Ponadto znów staram się o prawo jazdy. W przyszłym miesiącu, po raz piąty przystępuję do egzaminu praktycznego (teoretyczny mam już za sobą). Poprzednie cztery podejścia skończyły się wynikiem negatywnym. Dlaczego? Winowajcą był stres. Nie potrafiłam nad nim zapanować, stresowałam się tak, jakby od wyniku końcowego zależało moje życie. Myślałam, że to moja wina, ale po kilku godzinach jazdy w szkole X uświadomiłam sobie, że to wina mojego byłego instruktora. On nie przygotował mnie do egzaminu tak, jak należy. Mój stres brał się z tego, że nie czułam się pewnie za kółkiem, że nie wszystko wiedziałam. Zastanawiacie się pewnie, dlaczego więc zostałam dopuszczona do egzaminu? Bo mój instruktor mnie lubił. I to przez duże L. I wolał rozprawiać o trelach-morelach, niż mnie szkolić. Jazdy po trzech niezdanych egzaminach wykupiłam u innego instruktora i pamiętam jak dziś jego niezadowolenie z mojej jazdy. Mimo to poszłam na egzamin i znów oblałam.
Teraz pobieram nauki w szkole, która według statystyk ma największą zdawalność i widzę kolosalną różnicę. Na wczorajszej jeździe czułam się tak pewnie, tak płynnie jeździłam, że uwierzyłam w to, że JA jestem w stanie zaliczyć ten egzamin. Będę próbowała aż do skutku, bo nigdy nie wybaczę sobie tego, że znów się poddałam.

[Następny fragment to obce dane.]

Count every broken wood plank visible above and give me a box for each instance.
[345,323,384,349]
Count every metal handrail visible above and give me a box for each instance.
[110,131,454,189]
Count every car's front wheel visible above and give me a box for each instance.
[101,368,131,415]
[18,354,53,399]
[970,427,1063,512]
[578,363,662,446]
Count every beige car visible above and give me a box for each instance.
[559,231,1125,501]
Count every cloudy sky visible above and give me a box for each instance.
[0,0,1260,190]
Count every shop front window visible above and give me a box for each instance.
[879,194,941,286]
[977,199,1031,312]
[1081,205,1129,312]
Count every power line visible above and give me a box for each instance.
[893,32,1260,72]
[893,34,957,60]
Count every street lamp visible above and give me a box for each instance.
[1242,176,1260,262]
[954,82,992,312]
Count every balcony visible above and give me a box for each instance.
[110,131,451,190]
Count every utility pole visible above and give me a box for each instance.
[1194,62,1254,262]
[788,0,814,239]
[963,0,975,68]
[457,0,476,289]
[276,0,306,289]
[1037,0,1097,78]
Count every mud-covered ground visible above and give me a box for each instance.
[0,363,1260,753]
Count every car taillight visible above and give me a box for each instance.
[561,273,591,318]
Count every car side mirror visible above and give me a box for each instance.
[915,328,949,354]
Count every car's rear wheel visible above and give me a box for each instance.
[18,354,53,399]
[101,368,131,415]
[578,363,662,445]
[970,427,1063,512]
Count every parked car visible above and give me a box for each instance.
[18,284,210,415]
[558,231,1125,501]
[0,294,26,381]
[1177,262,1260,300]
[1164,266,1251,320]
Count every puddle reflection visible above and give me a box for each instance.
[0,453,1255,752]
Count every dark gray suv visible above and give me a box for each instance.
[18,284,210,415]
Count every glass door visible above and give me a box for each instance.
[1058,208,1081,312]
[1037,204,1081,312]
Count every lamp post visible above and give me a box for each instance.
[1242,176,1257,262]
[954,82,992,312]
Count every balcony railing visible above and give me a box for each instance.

Co szyję? Torebki z filcu, to chyba oczywiste :) Pokochałam ten materiał całą sobą i choć zainteresowanie ostatnio nieco spadło, ja wciąż szyję. Jak moja maszyna to znosi? Dzielnie. Ogólnie twarda zawodniczka z niej. Kilka razy myślałam, że umiera, ale wystarczyło tu pokręcić, tam wyczyścić i wracała do świata żywych. Zdaję sobie sprawę z tego, że prędzej czy później zajadę ją na śmierć, tym bardziej, że z szycia filcu nie zamierzam rezygnować. Poważnie zastanawiam się nad kupnem maszyny przemysłowej, która bezproblemowo poradzi sobie z filcem. Trochę by mnie to kosztowało, ale nikt nie mówił, że hobby jest tanie, po za tym mogłaby to być dobra inwestycja.
Wiem, że sytuacja w kraju nie jest sprzyjająca, ale moim marzeniem jest prowadzenie niewielkiej firmy związanej właśnie z szyciem filcowych torebek i dodatków. Tak mnie to wciągnęło, że w sumie niczym innym nie chcę i nie mam ochoty się zajmować. Wciąż się zastanawiam, wciąż dyskutuję o tym z Chłopakiem, z Mamą. Jestem bardziej na tak, ale troszkę boję się, że zostanę z niczym. Ale kto nie ryzykuje, ten nie ma, prawda?

Pooglądajcie sobie troszkę. Jakość zdjęć nie powala na kolana, ale wciąż nad tym pracuję :)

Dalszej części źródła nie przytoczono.